Stereotactic Image Guidance in Brain Surgery

Introduction StealthStation
Gamma Knife CyberKnife Links & References
 

Gamma Knife®

 
In many cases, invasive neurosurgery is not an option, because a tumor or other abnormality is located deep within the brain, surrounded by other delicate critical areas. Radiosurgery is an enabling technology that can treat tumors which may have been otherwise termed inoperable. Radiosurgery allows a neurosurgeon to operate on the brain without a scalpel and without opening the skull, thus direct visualization is not possible, and localization of surgical area completely relies on image guidance.  In radiative treatment, an array of radiation beams, converging from many different directions, can be focused on the target with a fraction of a millimeter precision.



Gamma Knife
was originally developed by Swedish neurosurgeon Lars Leksell in 1967, and is currently commercialized by Swedish company Elekta. Gamma Knife technology combines images from stereotactic CT, MRI, positron emission tomography (PET), magnetoencephalography (MEG), and/or cerebral angiography, and uses them for target determination and radiation beam focusing. Gamma Knife is primarily targeted for brain tumors (both benign and malignant), but is also used in treatment of arteriovenous malformations, trigeminal neuralgia, acoustic neuromas, and pituitary tumors.

       


Gamma Knife system consists of the following major components:
- Radiation unit that contains more than 200 cobalt-60 sources of gamma radiation, placed in a circular array of a heavily shielded assembly;
- Beam-focusing unit with
tungsten collimators, which focuses radiation beams at multiple target points in a highly conformal way, minimizing the risk of damage to brain tissue outside of targets;
- Patient couch with electric bed system and precise robotic motion control, which
positions the patient’s head at the focus point with accuracy of less than 0.3 millimeter;
- Control console and planning computer system, which analyzes preoperative imaging data and performs the stereotactic guidance and planning of beam trajectories.
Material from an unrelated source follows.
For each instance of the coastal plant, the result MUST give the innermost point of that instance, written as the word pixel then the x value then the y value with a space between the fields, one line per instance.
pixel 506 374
What future directions and challenges may be pursued by biomedical engineering with respect to this technology?
- The system could be integrated with intraoperative imaging systems.
- With current systems, the patient is required to wear a specialized helmet that is surgically fixed to the skull in order to eliminate any motion of the focal area. Future systems could track motion in real-time and compensate for it with adaptive beam forming.